It’s shoulder season in Sandpoint. The summer crowds have dispersed and skiers have a couple of months to wait until the slopes open.
But there is a bustle in town along the new Sand Creek Byway, the two-mile shortcut around downtown.
The new alignment for U.S. Highway 95 opened two months ago and is a hit both with travelers and local business owners.
Sandpoint feels like a small town for the first time in decades, said Kim Duffy, owner of Blue Moon Cafe in the Cedar Street Bridge Public Market.
“I’ve seen people I haven’t seen in quite a while just coming down to see what it looks like,” Duffy said.
So far, between 7,000 and 10,000 vehicles a day are using the byway, which the state built over 3 1/2 years at a cost of more than $106.5 million.
“There still is substantial traffic downtown, but it’s traffic we want. It’s people that came into Sandpoint on purpose, and it seems to have revived some of that small-town vibe,” said Doug Fluckiger, owner of Silver Creek Studio downtown.
As recently as midsummer, thousands of tractor-trailers and other commercial trucks would jam downtown daily, making sharp turns following the highway through downtown blocks and making life unpleasant for shop owners and their customers.
Now the livestock, log and freight trucks are zipping past on the 45 mph bypass, saving time and money. Sand Creek Byway runs from the northern end of the Long Bridge along Sand Creek to Highway 95 north of the city.
The daily traffic counts for the byway are about 8,500 vehicles midweek, 9,600 on Friday and 7,200 on Sunday, according to Michael Porcelli, a traffic engineer for the Idaho Transportation Department.

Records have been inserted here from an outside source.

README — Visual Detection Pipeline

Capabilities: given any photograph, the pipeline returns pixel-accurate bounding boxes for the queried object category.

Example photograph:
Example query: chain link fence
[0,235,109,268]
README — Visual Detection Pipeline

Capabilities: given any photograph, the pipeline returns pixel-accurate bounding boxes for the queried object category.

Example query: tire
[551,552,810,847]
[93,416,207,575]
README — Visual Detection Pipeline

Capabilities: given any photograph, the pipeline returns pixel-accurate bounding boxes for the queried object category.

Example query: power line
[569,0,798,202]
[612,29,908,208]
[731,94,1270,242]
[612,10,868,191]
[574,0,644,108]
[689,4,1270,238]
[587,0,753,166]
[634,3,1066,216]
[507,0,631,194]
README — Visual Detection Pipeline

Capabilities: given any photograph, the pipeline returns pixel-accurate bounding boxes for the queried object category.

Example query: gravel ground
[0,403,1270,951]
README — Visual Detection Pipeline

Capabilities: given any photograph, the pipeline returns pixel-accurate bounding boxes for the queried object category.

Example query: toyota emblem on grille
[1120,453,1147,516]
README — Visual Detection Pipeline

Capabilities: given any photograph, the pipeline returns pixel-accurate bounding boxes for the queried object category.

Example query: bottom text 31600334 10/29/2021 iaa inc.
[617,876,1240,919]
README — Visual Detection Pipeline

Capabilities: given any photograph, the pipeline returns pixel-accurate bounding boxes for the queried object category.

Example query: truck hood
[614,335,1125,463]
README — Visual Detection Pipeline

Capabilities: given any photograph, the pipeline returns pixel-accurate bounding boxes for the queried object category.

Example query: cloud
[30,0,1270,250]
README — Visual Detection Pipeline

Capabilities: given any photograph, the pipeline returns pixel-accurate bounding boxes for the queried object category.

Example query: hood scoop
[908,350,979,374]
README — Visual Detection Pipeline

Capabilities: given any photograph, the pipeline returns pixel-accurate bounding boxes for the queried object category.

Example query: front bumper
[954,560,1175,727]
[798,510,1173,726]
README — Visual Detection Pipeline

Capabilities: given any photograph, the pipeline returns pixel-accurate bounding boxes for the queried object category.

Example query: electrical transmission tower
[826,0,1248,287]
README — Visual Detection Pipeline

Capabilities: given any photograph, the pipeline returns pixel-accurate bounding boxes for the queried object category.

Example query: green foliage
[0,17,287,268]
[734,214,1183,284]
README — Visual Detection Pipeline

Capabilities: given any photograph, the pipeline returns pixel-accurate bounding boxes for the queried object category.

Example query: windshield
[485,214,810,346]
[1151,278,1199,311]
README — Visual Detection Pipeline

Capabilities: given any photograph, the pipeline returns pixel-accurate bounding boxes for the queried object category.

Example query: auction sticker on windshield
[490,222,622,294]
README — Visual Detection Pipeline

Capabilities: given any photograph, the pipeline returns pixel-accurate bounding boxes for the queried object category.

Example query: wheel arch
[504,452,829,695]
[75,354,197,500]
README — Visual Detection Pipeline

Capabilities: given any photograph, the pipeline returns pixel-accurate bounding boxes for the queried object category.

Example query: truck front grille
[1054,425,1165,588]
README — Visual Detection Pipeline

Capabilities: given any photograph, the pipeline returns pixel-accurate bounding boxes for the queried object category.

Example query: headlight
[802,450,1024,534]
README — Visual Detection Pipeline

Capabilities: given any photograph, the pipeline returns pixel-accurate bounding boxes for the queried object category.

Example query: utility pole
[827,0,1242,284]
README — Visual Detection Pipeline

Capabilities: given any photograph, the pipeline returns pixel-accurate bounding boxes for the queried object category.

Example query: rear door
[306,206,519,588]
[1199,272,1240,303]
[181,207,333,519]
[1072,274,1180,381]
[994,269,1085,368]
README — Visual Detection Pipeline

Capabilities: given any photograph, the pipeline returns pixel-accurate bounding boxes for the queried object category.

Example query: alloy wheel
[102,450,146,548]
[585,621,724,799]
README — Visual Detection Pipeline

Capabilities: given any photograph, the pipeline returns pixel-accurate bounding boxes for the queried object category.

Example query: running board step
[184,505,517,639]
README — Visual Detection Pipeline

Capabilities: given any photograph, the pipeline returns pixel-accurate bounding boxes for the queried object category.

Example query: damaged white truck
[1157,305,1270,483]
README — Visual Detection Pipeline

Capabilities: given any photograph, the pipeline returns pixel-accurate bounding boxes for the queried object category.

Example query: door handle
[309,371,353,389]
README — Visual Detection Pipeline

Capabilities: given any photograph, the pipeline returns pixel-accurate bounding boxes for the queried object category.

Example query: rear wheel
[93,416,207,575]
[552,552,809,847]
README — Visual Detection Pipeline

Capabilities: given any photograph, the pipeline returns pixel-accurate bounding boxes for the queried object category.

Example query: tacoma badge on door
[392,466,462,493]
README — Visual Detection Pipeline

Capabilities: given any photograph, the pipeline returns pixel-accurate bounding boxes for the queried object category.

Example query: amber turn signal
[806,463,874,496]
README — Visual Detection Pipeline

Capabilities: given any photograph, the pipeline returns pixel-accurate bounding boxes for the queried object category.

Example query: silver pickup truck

That represents about one-fourth of the average daily traffic counted on the old Highway 95 alignment downtown. Automated traffic recorders capturing the northbound and southbound flow at Fifth and Larch streets showed an average daily volume of 34,772 vehicles from July 2011 through June 2012.
Completion of the byway – the costliest highway construction project in Idaho history – also has allowed residents to rediscover Sand Creek, which flows lazily toward Lake Pend Oreille between downtown and the byway.
The state put in a wide path along the creek with connections to downtown, including at the historic Cedar Street Bridge that spans Sand Creek and serves as a marketplace and footbridge.
Cooking at her cafe, Duffy has seen a steady stream of swimmers, kayakers, bicyclists, skaters and dog walkers on the new path.
“There’s people using it from dawn to dusk,” she said.
The byway also has shifted the focus onto the lake, Duffy said.
“It’s like a new picture into Sandpoint. It’s fabulous,” she said. “We never saw it as such a water world, but it is.”
Fluckiger, too, applauded the improvements.
“It has moved the center of downtown toward the lake,” he said. “It used to be, here’s the lake, here’s Sand Creek, here’s Sandpoint. Now there’s all this activity over there. … It’s beautiful.”
Downtown merchants are eager to see other planned improvements to traffic flow. The state plans to start work next year on “The Curve,” a $7.5 million realignment of U.S. 2 through the city’s core.
That project will free up Pine Street, First Avenue and Cedar Street to return to use as two-way city streets with ample on-street parking.
“I think the key is not just the tourists, it’s to bring the locals back downtown to that old familiar town they used to know, where they could find parking and walk and not feel pressure,” Duffy said.